Wednesday, June 27, 2012

Stargate SG-1--"The Powers That Be"

“The Powers That Be” is yet another Vala-centric episode. It takes a surprising turn from a light-hearted “It’s Good to Be King” clone with Vala in the Maybourne role to a dark ending in which the Ori have won a major victory. There is a strange, thrown together feel to the story which makes one suspect the writers were hoping for Amanda tapping back but had to come up with something quickly when they could not, but it is still an interesting effort.

The Prior have been appearing on numerous different worlds as missionaries for the Ori. Vala recognizes one planet as having inhabitants who trust her. Sensing they must have a serious gullibility problem, what now passes for the SG-1 team heads to the planet. They discover Vala once ruled over it as the Goa’uld Qetesh, the Chaldean sex goddess. It figures.
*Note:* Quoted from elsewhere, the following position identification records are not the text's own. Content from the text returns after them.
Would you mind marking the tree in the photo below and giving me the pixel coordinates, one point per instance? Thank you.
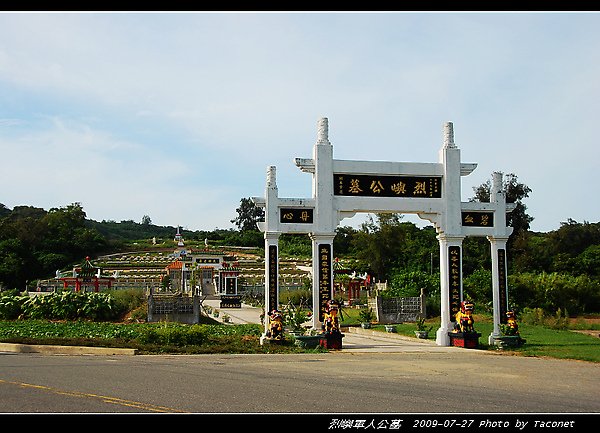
(515, 193)
(248, 215)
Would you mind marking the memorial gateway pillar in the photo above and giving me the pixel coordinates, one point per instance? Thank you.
(342, 188)
(322, 284)
(450, 284)
(498, 240)
(499, 285)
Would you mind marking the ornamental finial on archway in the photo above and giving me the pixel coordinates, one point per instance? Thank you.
(271, 170)
(449, 135)
(323, 131)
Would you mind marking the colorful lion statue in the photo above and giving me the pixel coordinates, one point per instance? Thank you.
(331, 320)
(275, 325)
(464, 318)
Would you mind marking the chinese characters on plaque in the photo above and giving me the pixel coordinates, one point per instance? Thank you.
(387, 186)
(478, 219)
(502, 287)
(454, 270)
(296, 215)
(272, 285)
(324, 278)
(208, 261)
She returned after her symbiote was removed and continued to be worshiped as Qetesh while robbing the villagers of their resources. It figures. Now she just tricked SG-1 into helping her take the treasure. Yes, it also figures. Daniel convinces her to come clean about not being a goddess in the hope her confession will make them skeptical of the Ori. Instead, the villagers arrest and put vala on trial for her crimes against them.
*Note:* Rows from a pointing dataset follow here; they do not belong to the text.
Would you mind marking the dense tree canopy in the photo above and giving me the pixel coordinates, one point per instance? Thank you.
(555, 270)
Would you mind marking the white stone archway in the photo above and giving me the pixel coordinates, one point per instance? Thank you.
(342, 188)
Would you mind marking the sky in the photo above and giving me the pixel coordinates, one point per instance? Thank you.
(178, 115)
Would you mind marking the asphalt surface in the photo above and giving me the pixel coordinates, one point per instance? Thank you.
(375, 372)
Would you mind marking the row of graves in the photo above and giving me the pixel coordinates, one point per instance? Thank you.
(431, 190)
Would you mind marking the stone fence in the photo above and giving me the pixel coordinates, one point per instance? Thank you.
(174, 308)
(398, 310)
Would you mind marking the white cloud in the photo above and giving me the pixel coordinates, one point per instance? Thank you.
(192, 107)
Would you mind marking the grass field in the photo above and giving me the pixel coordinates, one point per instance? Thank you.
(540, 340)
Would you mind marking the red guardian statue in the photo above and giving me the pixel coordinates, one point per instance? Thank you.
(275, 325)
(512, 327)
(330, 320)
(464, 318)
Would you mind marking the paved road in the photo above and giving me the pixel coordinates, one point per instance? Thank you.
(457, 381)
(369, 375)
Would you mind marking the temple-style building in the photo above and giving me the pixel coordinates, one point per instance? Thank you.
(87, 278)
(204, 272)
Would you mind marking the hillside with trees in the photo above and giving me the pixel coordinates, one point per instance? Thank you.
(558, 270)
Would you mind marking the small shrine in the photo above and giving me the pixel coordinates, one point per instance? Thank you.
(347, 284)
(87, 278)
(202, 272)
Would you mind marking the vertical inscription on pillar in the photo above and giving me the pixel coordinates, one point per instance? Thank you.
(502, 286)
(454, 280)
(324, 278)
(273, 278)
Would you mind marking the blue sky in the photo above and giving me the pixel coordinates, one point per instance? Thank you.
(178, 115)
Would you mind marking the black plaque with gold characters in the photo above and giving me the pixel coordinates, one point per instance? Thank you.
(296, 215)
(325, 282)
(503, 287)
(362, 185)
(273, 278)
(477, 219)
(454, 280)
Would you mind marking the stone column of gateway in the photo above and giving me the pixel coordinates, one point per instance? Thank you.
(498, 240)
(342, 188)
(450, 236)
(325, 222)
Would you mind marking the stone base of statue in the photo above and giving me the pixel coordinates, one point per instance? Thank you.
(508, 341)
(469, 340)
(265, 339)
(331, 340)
Vala’s trial is interrupted by a visit by a Prior. The affair turns into a debate between the Prior and Daniel, who was serving a Vala’s advocate. He and the prior retread much of the ground from the opening trilogy.; free will v. servitude, faith v. reason, and faith v. science. The debate is not as one-sided as you might think. If you were not aware the Ori were deceiving their followers, you could be convinced daniel is grasping at straws solely because he does not like Origin. In response, the ori cause a plague to befall the villagers. It kills many of them and Cam for good measure. The Prior returns to heal the sick and bring the dead back to life, so the villagers are convinced to practice origin.
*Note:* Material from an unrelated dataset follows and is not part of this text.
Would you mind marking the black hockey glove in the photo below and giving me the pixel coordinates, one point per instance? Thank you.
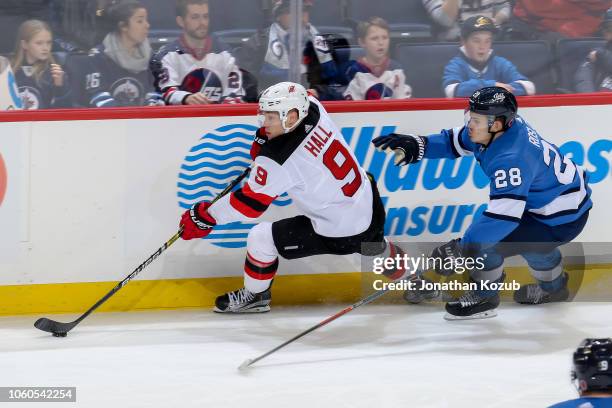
(408, 148)
(445, 255)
“The Powers That Be” fells not so much like filler, but thrown together at the last minute for lack of anything better. Hemce, I quipped about Tapping’s maternity leave. At first it feels like a comedy episode similar to “It’s Good to Be King.” then it turns into another exposition heavy debate between Daniel and a Prior over whether the Ori are worthy of worshipful devotion because of their actions. Cam falls ill to the plague for no apparent reason other than the shock value of the audience realizing he is dead. Teal’c is inexplicably part of the team even though he left at the end of the previous episode. There is no explanation why. He is once again relegated to wallpaper. The strangest part is Dr. Carolyn Lam is given a major role in the off world adventure, but for the second time winds up with another patient dying and brought back to life through no actions of her own. Come on, guys. Lexa Doig is Michael Shanks’ wife. Throw her a bone!

Many of the villagers in “The Powers that Be” are named after characters in German modernist playwright Bertolt Brecht’s The Caucasian Chalk Circle. The play involves a dispute between a group of fruit growers and a group of goat herders in the post-World War II Soviet Union as how to best utilize a plot of land after Nazi occupiers have left. I do not see any deeper meaning than the Stargate SG-1 writers showing off they still remember The Caucasian Chalk Circle from a class back in college. Vala’s fate at the hands of the villagers is only marginally similar if you have to squeeze out a term paper for a Communications class.

“The Powers That Be’ has its flaws. Why do a fifth episode centered around Vala? She is still a guest star! I know Claudia Black is a fan favorite. I like her, too. But no television show does this sort of thing unless a big movie star has agreed to do a story arc. Even then, it is odd. We have already heard the Ori’s spiel and Daniel’s response before. We have already seen Maybourne play the Vala role, for that matter. The saving graces are the humorous first half and the ending with the mass conversion to show how dangerous the Ori can be. I am still going to award “The Powers That Be” a decent score, but there are no stars awarded for originality.